🤖 AI Summary
This work addresses the limited cross-algorithm generalization of existing no-reference enhanced image quality assessment (EIQA) models, which often overfit to visual artifacts specific to particular enhancement algorithms. To mitigate this algorithm-induced bias, we propose a preference-guided debiasing framework that constructs a continuous enhancement preference embedding space via supervised contrastive learning and explicitly estimates and removes algorithm-specific confounding factors from quality representations. This enables the model to focus on algorithm-agnostic perceptual quality cues. Combined with a two-stage training strategy, the proposed method significantly outperforms state-of-the-art approaches across multiple public EIQA benchmarks, demonstrating enhanced robustness and improved generalization across diverse enhancement algorithms.
📝 Abstract
Current no-reference image quality assessment (NR-IQA) models for enhanced images often struggle to generalize, as they tend to overfit to the distinct patterns of specific enhancement algorithms rather than evaluating genuine perceptual quality. To address this issue, we propose a preference-guided debiasing framework for no-reference enhancement image quality assessment (EIQA). Specifically, we first learn a continuous enhancement-preference embedding space using supervised contrastive learning, where images generated by similar enhancement styles are encouraged to have closer representations.
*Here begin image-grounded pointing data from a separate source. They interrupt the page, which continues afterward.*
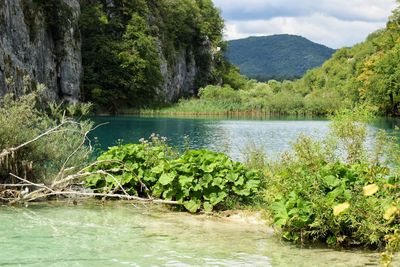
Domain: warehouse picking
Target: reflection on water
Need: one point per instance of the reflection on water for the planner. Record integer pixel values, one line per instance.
(230, 136)
(118, 234)
(220, 134)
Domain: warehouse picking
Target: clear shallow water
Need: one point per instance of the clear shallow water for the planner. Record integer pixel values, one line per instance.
(120, 234)
(219, 134)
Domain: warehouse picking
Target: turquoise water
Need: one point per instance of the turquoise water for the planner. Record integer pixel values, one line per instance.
(122, 234)
(229, 135)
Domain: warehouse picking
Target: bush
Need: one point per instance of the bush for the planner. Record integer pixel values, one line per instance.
(198, 179)
(336, 190)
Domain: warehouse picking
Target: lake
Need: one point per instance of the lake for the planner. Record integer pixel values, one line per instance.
(229, 135)
(122, 234)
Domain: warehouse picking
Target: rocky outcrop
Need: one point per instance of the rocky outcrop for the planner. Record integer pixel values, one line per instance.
(181, 73)
(41, 39)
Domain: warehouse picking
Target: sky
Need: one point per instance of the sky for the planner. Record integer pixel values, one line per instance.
(334, 23)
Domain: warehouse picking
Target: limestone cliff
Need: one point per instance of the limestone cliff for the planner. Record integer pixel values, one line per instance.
(41, 39)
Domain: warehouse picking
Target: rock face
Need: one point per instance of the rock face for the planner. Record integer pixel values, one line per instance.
(32, 43)
(180, 75)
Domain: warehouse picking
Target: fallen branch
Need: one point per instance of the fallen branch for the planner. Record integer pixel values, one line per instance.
(9, 151)
(119, 196)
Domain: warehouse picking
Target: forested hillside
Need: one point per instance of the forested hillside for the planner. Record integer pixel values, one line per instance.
(279, 57)
(146, 52)
(367, 74)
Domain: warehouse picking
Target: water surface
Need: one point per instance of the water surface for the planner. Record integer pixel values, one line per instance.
(229, 135)
(121, 234)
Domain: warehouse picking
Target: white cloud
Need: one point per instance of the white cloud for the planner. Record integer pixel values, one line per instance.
(333, 23)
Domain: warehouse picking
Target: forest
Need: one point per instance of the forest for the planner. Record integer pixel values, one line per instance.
(366, 74)
(85, 200)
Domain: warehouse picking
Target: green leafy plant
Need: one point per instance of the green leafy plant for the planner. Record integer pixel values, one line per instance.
(329, 190)
(198, 179)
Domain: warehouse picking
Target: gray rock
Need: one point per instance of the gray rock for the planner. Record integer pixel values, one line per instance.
(29, 48)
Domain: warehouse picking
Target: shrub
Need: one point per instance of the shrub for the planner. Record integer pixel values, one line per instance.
(332, 190)
(198, 179)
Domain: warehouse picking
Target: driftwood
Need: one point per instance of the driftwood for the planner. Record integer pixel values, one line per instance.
(62, 184)
(60, 189)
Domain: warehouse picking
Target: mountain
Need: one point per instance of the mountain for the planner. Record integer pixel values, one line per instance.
(277, 57)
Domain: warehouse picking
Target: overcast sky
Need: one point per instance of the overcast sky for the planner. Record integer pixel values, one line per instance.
(335, 23)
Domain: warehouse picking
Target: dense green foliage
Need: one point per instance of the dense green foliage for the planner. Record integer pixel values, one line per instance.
(22, 119)
(336, 190)
(276, 57)
(270, 98)
(366, 73)
(125, 44)
(198, 179)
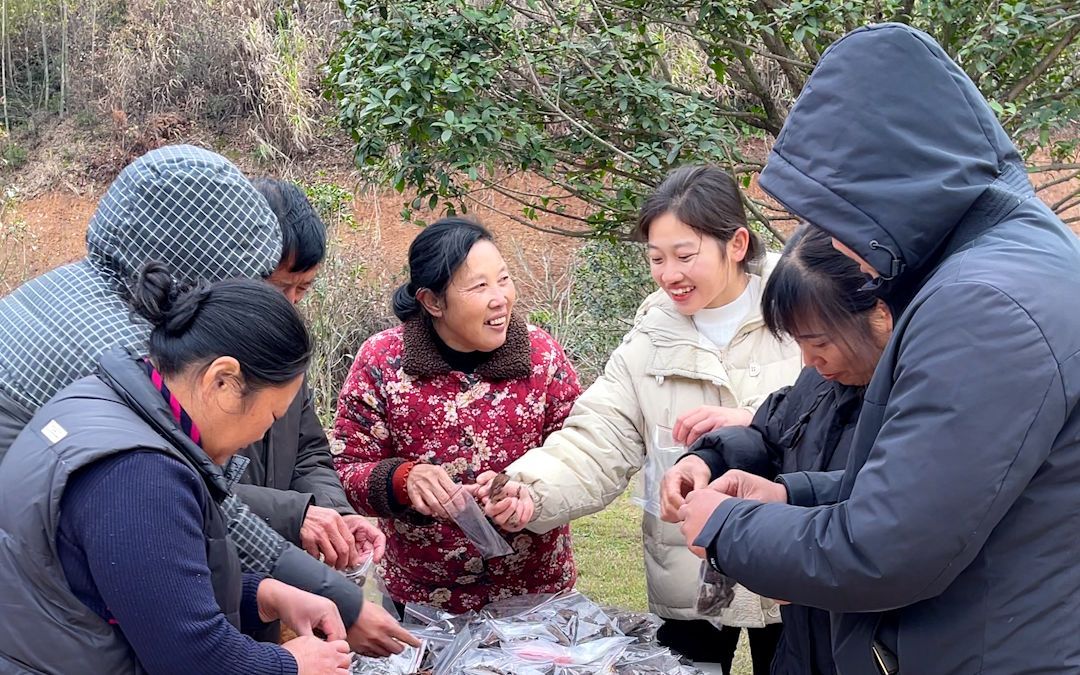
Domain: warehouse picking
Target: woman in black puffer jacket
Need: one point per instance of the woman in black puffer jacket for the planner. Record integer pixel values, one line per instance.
(815, 296)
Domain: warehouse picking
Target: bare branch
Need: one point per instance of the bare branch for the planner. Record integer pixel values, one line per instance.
(1044, 64)
(1045, 167)
(555, 108)
(764, 219)
(510, 194)
(529, 224)
(1066, 202)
Based on this, we further estimate the enhancement-induced nuisance component contained in the raw quality representation and remove it before quality regression. In this way, the model is guided to focus on algorithm-invariant perceptual quality cues instead of enhancement-specific visual fingerprints. To facilitate stable optimization, we adopt a two-stage training strategy that first learns the enhancement-preference space and then performs debiased quality prediction. Extensive experiments on public EIQA benchmarks demonstrate that the proposed method effectively mitigates algorithm-induced representation bias and achieves superior robustness and cross-algorithm generalization compared with existing approaches.